Tuesday 13 April 2010

The Mighty Thor #243. Jurassic larks.

Mighty Thor #243, John Buscema, the Tomorrow Man
The Mighty Thor #243. Cover by Gil Kane.
I have to admit to having a soft spot for Thor. As a kid, I used to stick a plastic arrow on the end of my wooden ruler, with plasticine, to make it look like a hammer, and then crawl around behind the settee, pretending to be him.

Why I thought Thor was in the habit of crawling around behind settees, I've no idea. But I always felt that should have been his origin. Fleeing from the Stone Men from Saturn, Don Blake hides behind the settee, where he finds a gnarled old walking stick that transforms him into Thor. In hot pursuit, the Stone men follow him, behind the settee, and Thor and the Stone Men from Saturn battle it out to decide the fate of the world; behind the settee.

I'm not a professional comic book writer.

I don't know why.

But this comic, the Mighty Thor #243, is one of those special issues because I got it on a Sunday and, as I've said before, any comic I got on a Sunday always felt more special than one bought on any other day of the week. I have no explanation for this phenomenon but, apart from an early issue of Captain Britain, (which featured Nick Fury, so I was never going to like it), I never met a comic that entered my life on a Sunday that I didn't love.

For those who don't know, what happens in Thor #243 is Kang the Conqueror appears in the present day, to enlist the aide of Thor, Jane Foster and the Warriors Three. He needs them to fight some bad aliens who're spiralling backwards through time and repeatedly destroying the Earth. Now those aliens have reached Kang's time and he needs Thor's help.

Mighty Thor #243, John Buscema, Zarrko the Tomorrow Man
Zarrko the Tomorrow Man.
Not at all cut from the same
cloth as Kang.
In fact that's not what happens at all. It's not Kang. It's someone called Zarrko, the Tomorrow Man, a character I have no memory of but who, apparently, turned up in a very early Thor story many years earlier. But it shows how the human mind plays tricks on you that, over the passage of time, I'd come to think it was Kang, until getting my hands on a copy again, a couple of years ago, ended that notion.

Why it isn't Kang, I don't know, as there seems to be no great difference between the Tomorrow Man and the Conqueror except Kang was more memorable and therefore a more likely candidate for inclusion in this tale. In fact, it's a slightly odd outing for Thor as most of it's taken up with the heroes' short journey through the time stream, as they discuss the situation with Zarrko.

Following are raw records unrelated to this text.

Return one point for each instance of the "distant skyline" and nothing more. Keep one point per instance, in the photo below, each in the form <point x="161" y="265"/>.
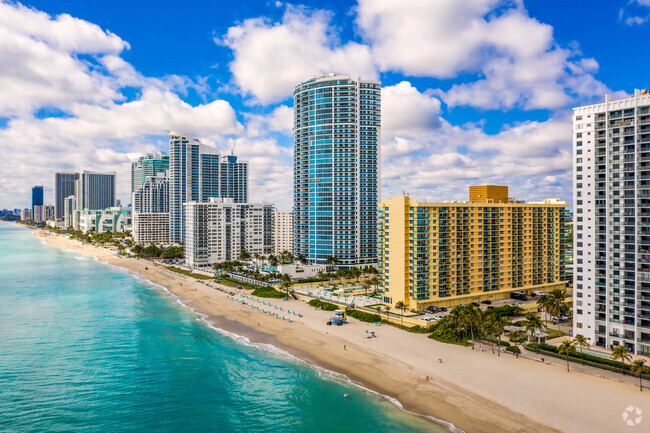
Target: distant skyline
<point x="473" y="92"/>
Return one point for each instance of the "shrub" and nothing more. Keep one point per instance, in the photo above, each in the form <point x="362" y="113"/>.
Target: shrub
<point x="267" y="292"/>
<point x="363" y="316"/>
<point x="496" y="341"/>
<point x="323" y="305"/>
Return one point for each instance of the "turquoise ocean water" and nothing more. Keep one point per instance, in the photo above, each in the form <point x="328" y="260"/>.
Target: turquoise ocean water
<point x="84" y="347"/>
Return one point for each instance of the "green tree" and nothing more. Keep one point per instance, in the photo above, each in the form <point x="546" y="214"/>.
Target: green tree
<point x="638" y="366"/>
<point x="621" y="353"/>
<point x="401" y="306"/>
<point x="581" y="341"/>
<point x="332" y="261"/>
<point x="566" y="348"/>
<point x="556" y="304"/>
<point x="532" y="323"/>
<point x="365" y="286"/>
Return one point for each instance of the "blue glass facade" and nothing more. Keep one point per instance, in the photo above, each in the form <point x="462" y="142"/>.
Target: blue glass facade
<point x="37" y="197"/>
<point x="198" y="172"/>
<point x="336" y="169"/>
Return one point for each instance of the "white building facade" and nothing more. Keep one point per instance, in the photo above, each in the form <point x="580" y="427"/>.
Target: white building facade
<point x="611" y="161"/>
<point x="220" y="230"/>
<point x="283" y="234"/>
<point x="105" y="220"/>
<point x="151" y="211"/>
<point x="198" y="172"/>
<point x="69" y="206"/>
<point x="337" y="128"/>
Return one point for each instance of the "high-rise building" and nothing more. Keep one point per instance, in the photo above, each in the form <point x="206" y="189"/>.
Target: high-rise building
<point x="220" y="230"/>
<point x="104" y="220"/>
<point x="37" y="198"/>
<point x="147" y="166"/>
<point x="95" y="191"/>
<point x="39" y="213"/>
<point x="49" y="212"/>
<point x="283" y="233"/>
<point x="611" y="253"/>
<point x="336" y="169"/>
<point x="63" y="187"/>
<point x="445" y="254"/>
<point x="198" y="172"/>
<point x="69" y="206"/>
<point x="151" y="210"/>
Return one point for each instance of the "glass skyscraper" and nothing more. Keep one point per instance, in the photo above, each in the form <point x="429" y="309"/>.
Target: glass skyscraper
<point x="147" y="166"/>
<point x="37" y="197"/>
<point x="198" y="172"/>
<point x="63" y="187"/>
<point x="337" y="124"/>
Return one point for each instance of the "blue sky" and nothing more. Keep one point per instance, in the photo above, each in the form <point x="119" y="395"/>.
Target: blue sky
<point x="474" y="91"/>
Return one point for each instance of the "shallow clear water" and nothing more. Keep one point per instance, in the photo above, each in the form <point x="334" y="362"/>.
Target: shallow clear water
<point x="84" y="347"/>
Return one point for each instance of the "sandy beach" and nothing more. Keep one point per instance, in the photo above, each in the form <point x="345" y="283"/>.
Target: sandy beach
<point x="476" y="391"/>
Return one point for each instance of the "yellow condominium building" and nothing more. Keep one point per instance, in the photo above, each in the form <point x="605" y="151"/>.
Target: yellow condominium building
<point x="446" y="254"/>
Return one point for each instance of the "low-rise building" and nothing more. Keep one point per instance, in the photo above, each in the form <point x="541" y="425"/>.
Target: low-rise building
<point x="220" y="230"/>
<point x="445" y="254"/>
<point x="102" y="221"/>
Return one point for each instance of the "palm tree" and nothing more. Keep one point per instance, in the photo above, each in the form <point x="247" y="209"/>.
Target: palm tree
<point x="533" y="323"/>
<point x="566" y="348"/>
<point x="331" y="261"/>
<point x="473" y="318"/>
<point x="581" y="341"/>
<point x="500" y="322"/>
<point x="639" y="367"/>
<point x="489" y="328"/>
<point x="621" y="353"/>
<point x="543" y="303"/>
<point x="401" y="306"/>
<point x="556" y="304"/>
<point x="365" y="286"/>
<point x="286" y="284"/>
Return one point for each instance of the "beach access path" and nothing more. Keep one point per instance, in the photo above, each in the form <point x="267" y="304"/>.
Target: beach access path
<point x="475" y="390"/>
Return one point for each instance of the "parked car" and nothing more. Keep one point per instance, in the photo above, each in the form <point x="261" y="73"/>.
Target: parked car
<point x="519" y="295"/>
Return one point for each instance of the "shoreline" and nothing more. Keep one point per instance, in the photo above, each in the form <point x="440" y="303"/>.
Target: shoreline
<point x="473" y="391"/>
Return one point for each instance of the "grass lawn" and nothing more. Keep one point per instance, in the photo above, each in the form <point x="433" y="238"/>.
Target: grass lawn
<point x="189" y="274"/>
<point x="268" y="292"/>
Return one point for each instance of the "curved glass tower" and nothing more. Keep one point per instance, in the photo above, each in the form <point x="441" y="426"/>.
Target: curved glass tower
<point x="337" y="121"/>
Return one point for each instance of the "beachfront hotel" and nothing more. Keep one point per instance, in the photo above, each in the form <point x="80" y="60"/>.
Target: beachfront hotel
<point x="146" y="167"/>
<point x="64" y="182"/>
<point x="283" y="233"/>
<point x="103" y="221"/>
<point x="198" y="172"/>
<point x="611" y="187"/>
<point x="337" y="122"/>
<point x="69" y="206"/>
<point x="151" y="210"/>
<point x="37" y="198"/>
<point x="221" y="229"/>
<point x="95" y="190"/>
<point x="445" y="254"/>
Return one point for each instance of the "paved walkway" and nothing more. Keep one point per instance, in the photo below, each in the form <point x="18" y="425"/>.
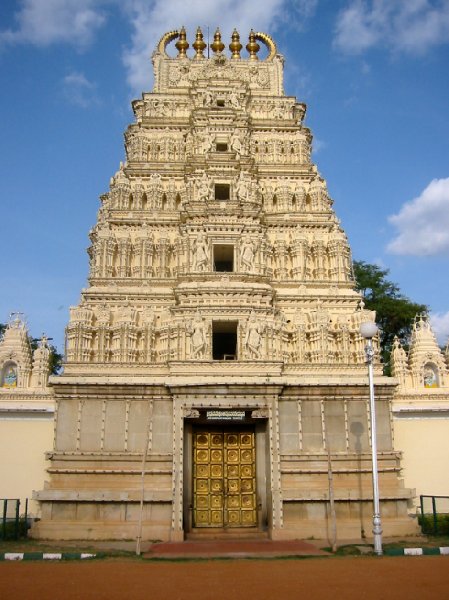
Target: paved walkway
<point x="232" y="549"/>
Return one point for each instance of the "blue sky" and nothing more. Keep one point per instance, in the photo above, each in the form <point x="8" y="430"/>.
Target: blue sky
<point x="374" y="75"/>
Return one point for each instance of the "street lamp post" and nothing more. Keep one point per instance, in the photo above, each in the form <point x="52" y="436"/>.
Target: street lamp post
<point x="368" y="330"/>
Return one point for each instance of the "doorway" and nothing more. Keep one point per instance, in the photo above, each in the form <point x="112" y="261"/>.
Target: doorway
<point x="224" y="478"/>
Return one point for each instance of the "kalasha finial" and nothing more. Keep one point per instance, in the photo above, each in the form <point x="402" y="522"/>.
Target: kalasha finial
<point x="182" y="44"/>
<point x="217" y="46"/>
<point x="199" y="44"/>
<point x="235" y="46"/>
<point x="252" y="46"/>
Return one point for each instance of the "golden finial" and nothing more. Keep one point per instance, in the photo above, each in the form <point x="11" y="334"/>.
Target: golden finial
<point x="182" y="44"/>
<point x="235" y="46"/>
<point x="217" y="46"/>
<point x="252" y="46"/>
<point x="199" y="44"/>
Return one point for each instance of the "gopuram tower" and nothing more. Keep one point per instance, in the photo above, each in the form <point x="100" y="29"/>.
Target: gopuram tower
<point x="216" y="349"/>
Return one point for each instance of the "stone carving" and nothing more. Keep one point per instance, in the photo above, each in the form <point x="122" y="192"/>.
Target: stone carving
<point x="200" y="254"/>
<point x="204" y="188"/>
<point x="197" y="331"/>
<point x="253" y="337"/>
<point x="247" y="254"/>
<point x="236" y="144"/>
<point x="207" y="143"/>
<point x="243" y="188"/>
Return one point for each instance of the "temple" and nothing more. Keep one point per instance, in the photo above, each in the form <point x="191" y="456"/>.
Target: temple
<point x="215" y="375"/>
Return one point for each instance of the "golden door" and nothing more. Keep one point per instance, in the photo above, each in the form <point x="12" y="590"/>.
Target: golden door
<point x="224" y="482"/>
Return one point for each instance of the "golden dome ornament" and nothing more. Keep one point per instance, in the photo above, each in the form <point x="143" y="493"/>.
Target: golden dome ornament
<point x="182" y="44"/>
<point x="235" y="46"/>
<point x="217" y="45"/>
<point x="199" y="44"/>
<point x="252" y="46"/>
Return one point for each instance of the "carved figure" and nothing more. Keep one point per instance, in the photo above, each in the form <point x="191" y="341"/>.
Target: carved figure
<point x="208" y="98"/>
<point x="242" y="188"/>
<point x="200" y="254"/>
<point x="234" y="100"/>
<point x="197" y="332"/>
<point x="204" y="188"/>
<point x="253" y="337"/>
<point x="247" y="253"/>
<point x="236" y="144"/>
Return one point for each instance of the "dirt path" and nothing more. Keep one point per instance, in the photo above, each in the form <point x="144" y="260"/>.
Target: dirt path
<point x="361" y="578"/>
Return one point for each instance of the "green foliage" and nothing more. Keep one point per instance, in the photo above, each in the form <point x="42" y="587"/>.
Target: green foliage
<point x="394" y="311"/>
<point x="436" y="526"/>
<point x="55" y="357"/>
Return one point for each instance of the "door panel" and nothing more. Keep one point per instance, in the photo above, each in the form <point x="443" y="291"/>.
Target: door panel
<point x="224" y="484"/>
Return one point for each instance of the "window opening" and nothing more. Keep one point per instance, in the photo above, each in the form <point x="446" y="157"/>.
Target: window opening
<point x="224" y="258"/>
<point x="222" y="191"/>
<point x="224" y="340"/>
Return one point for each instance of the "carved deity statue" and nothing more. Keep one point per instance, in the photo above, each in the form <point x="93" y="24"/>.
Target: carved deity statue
<point x="236" y="144"/>
<point x="197" y="330"/>
<point x="242" y="188"/>
<point x="200" y="254"/>
<point x="253" y="337"/>
<point x="207" y="143"/>
<point x="247" y="254"/>
<point x="204" y="188"/>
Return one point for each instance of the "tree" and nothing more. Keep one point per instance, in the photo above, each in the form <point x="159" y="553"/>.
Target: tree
<point x="394" y="311"/>
<point x="55" y="357"/>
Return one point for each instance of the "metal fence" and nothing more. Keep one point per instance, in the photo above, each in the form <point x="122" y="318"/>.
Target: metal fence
<point x="434" y="518"/>
<point x="13" y="525"/>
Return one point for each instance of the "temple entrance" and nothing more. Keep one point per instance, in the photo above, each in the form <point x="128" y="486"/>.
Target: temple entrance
<point x="224" y="478"/>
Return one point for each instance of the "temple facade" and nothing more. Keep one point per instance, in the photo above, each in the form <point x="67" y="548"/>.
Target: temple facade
<point x="421" y="412"/>
<point x="26" y="413"/>
<point x="215" y="375"/>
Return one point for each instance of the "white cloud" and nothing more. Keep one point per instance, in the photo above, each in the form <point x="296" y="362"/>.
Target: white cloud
<point x="45" y="22"/>
<point x="75" y="22"/>
<point x="411" y="25"/>
<point x="78" y="90"/>
<point x="151" y="19"/>
<point x="423" y="223"/>
<point x="440" y="325"/>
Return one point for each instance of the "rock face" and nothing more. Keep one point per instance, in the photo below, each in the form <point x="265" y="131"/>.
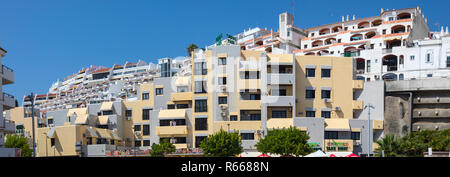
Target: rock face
<point x="397" y="115"/>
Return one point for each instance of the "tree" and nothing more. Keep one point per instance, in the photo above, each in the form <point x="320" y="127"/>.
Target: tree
<point x="222" y="144"/>
<point x="390" y="145"/>
<point x="18" y="141"/>
<point x="161" y="149"/>
<point x="285" y="142"/>
<point x="191" y="48"/>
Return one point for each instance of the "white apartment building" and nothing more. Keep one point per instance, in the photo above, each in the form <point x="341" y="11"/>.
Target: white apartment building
<point x="7" y="101"/>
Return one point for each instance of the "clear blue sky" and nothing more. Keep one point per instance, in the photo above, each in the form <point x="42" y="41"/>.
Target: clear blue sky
<point x="50" y="39"/>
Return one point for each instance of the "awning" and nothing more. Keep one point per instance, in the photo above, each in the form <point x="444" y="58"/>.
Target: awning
<point x="103" y="120"/>
<point x="51" y="133"/>
<point x="106" y="106"/>
<point x="103" y="133"/>
<point x="80" y="112"/>
<point x="114" y="135"/>
<point x="81" y="120"/>
<point x="91" y="132"/>
<point x="172" y="114"/>
<point x="337" y="125"/>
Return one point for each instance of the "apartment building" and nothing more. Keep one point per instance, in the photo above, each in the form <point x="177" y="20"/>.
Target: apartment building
<point x="7" y="100"/>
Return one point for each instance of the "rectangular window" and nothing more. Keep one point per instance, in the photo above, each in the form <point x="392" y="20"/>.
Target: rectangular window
<point x="146" y="142"/>
<point x="128" y="113"/>
<point x="248" y="136"/>
<point x="137" y="143"/>
<point x="233" y="118"/>
<point x="159" y="91"/>
<point x="326" y="94"/>
<point x="137" y="128"/>
<point x="310" y="72"/>
<point x="326" y="73"/>
<point x="331" y="135"/>
<point x="145" y="96"/>
<point x="201" y="106"/>
<point x="356" y="135"/>
<point x="198" y="140"/>
<point x="223" y="100"/>
<point x="222" y="61"/>
<point x="310" y="113"/>
<point x="222" y="80"/>
<point x="310" y="94"/>
<point x="279" y="114"/>
<point x="326" y="114"/>
<point x="200" y="87"/>
<point x="146" y="114"/>
<point x="201" y="123"/>
<point x="146" y="130"/>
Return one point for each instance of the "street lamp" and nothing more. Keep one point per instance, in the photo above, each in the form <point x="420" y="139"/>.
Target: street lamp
<point x="32" y="122"/>
<point x="369" y="134"/>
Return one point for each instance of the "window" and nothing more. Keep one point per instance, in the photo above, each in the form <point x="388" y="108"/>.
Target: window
<point x="200" y="68"/>
<point x="137" y="128"/>
<point x="198" y="140"/>
<point x="146" y="96"/>
<point x="222" y="80"/>
<point x="137" y="143"/>
<point x="448" y="60"/>
<point x="326" y="114"/>
<point x="52" y="142"/>
<point x="331" y="135"/>
<point x="146" y="130"/>
<point x="159" y="91"/>
<point x="128" y="113"/>
<point x="356" y="135"/>
<point x="222" y="61"/>
<point x="200" y="87"/>
<point x="146" y="142"/>
<point x="201" y="106"/>
<point x="310" y="94"/>
<point x="146" y="114"/>
<point x="255" y="97"/>
<point x="223" y="100"/>
<point x="201" y="123"/>
<point x="310" y="72"/>
<point x="326" y="73"/>
<point x="279" y="114"/>
<point x="248" y="136"/>
<point x="310" y="113"/>
<point x="326" y="94"/>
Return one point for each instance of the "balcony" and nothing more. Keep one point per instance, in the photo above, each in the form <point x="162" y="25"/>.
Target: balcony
<point x="250" y="104"/>
<point x="357" y="105"/>
<point x="8" y="101"/>
<point x="280" y="123"/>
<point x="7" y="75"/>
<point x="164" y="131"/>
<point x="358" y="84"/>
<point x="279" y="100"/>
<point x="181" y="96"/>
<point x="279" y="78"/>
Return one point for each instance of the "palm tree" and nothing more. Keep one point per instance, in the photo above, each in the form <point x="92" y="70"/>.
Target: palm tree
<point x="390" y="145"/>
<point x="191" y="48"/>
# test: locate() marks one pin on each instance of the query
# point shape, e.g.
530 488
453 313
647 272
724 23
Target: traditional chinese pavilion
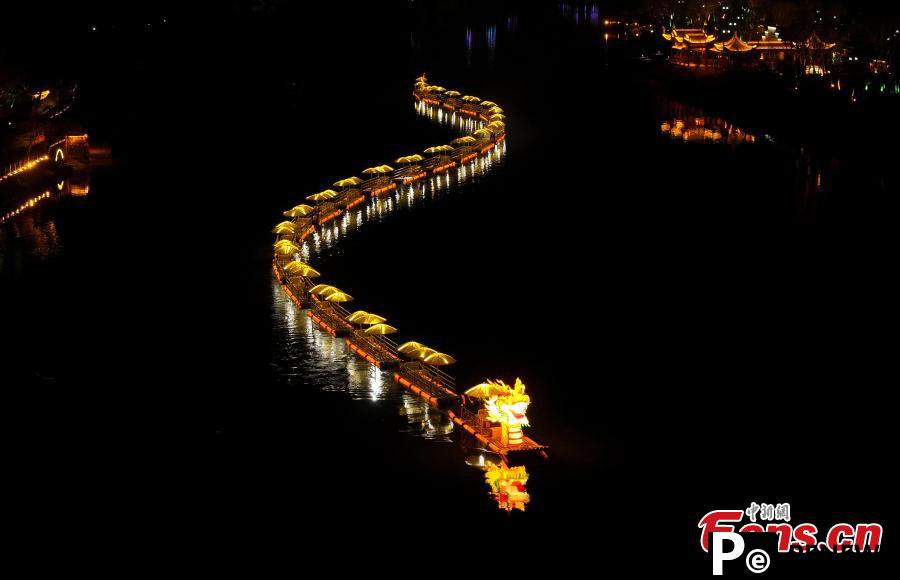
695 48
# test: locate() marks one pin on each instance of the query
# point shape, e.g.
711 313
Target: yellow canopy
338 296
309 272
380 329
422 353
287 244
284 228
301 210
295 267
347 182
439 358
323 195
322 289
410 347
363 317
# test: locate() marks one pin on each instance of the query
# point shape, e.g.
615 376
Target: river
678 308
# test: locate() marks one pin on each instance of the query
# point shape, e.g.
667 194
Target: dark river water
699 320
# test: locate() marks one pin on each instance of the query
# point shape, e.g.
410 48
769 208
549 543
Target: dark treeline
869 28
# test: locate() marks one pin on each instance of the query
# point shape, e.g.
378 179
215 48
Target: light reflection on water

That's not to say nothing happens.

Mighty Thor #243, John Buscema, the Tomorrow Man
Whomm! Take that, lizard boy!
What happens is that, on the way, Thor gets to face off against a tyrannosaurus. Oddly, Thor doesn't recognise it as a tyrannosaurus, thinks it's a dragon and tries to have a conversation with it as he fights it.

That does raise a point I always wondered about as a kid, which is just how much of Don Blake's memory does Thor retain when he transforms? Whenever there was medical work needed doing, Thor would always change back to Blake to do it, implying he lost his medical knowledge when he changed. Oddly enough, he never lost knowledge of Jane Foster. Straight after transformation, he never found himself standing in Don Blake's surgery, saying to her, "Who are you and what am I doing here?" Maybe it would've been a better strip if he had and if, every time he transformed, he had to have the whole situation explained to him over again.

I'm not a professional comic book writer.

I don't know why.

But, here, Thor must've lost all knowledge of not only paleontology but also popular culture to not know what a dinosaur is or that they don't speak English.

It's all very unlikely but it's an appealing tale from one of my favourite Thor eras and it's drawn by John Buscema which means every panel, is perfect and a thing of beauty.

If only it had all been set behind a settee.


Simon B said...

It's amazing what you can find behind a settee! Behind ours I've found the One Ring Of Power, a £3 note, the Secret of the Universe written on the back of a crisp packet, and a lot of dead spiders...

Must go for a lie down now!

Steve W. said...

Sadly, I've never found anything down the back of my settee, not even the odd spider. I'll have to have a word with the people who sold it me.

Kid said...

A simple solution - read it behind the settee - it's almost the same if you try hard enough.